At the weekend, Violet sorts out the photos she has brought from home: her parents wind-blown and smiling on High Low above Hathersage; her dad with Grandma Alison in front of Edinburgh Castle; her Nyanya Njoki surrounded by all her seven grandchildren; their garden in Karen with Mfumu, her dog that she’d left behind; Kinder Scout purple with heather; her and her friend Jessie wearing stupid hats on a school trip.
As she Blu-tacks them on to the wall, she thinks about the two sides of her family, black and white, far and near, poor and comfortable. Her two cousins on her father’s side are tall, blonde, willowy girls a few years older than her who read Music and Art History at Oxford. They work in the arts, shop at Zara, laugh toothily over lunch, and are generous with invitations and free tickets. On her mother’s side, her seven cousins are thin, dark and wiry, with respectable but ill-paid office jobs and ready smiles, who shop at Jumia and never have quite enough money. She gets on with all of them; in fact she loves the feeling of sprinting like a runner along a high ridge looking down on each side into two completely different valleys. It’s exhilarating up there, but it’s scary too. There’s always the danger that she will lose her footing and slip down into the wrong valley, the poor side, the dark side.
She steps down from the chair, and stands back to admire her handiwork. At once, the place feels more like home.
From the flat next door, she can hear that weird tinny voice repeating the same incoherent phrase over and over again. She shudders; she definitely won’t be staying here long. She goes into the kitchen to put the kettle on, then takes her mug of Kenya roast coffee out on to the balcony to survey the scene down below. At the far end of the communal garden, a taxi has drawn up, and an old lady dressed in black is getting out.

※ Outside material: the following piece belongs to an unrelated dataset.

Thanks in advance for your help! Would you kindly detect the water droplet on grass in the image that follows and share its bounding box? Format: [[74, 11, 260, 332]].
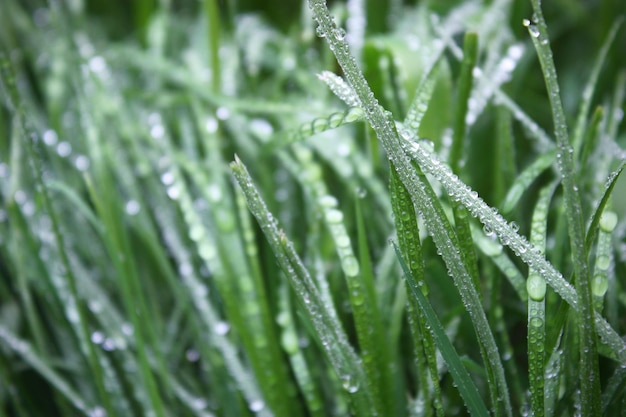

As she watches, a pigeon lands beside her on the parapet and turns its head to fix her with its round beady eye. It is a tatty-looking bird, with scruffy feathers and only one leg. What has happened to the other one? She scatters some bread crusts for it on the balcony and it hops down to devour them, throwing its head back as they work their way down its blue-green throat. Then it puffs out its feathers and starts to coo in a sweet warbling voice, its whole pathetic body vibrating with the sound. Cooo-coo. Cooo-coo.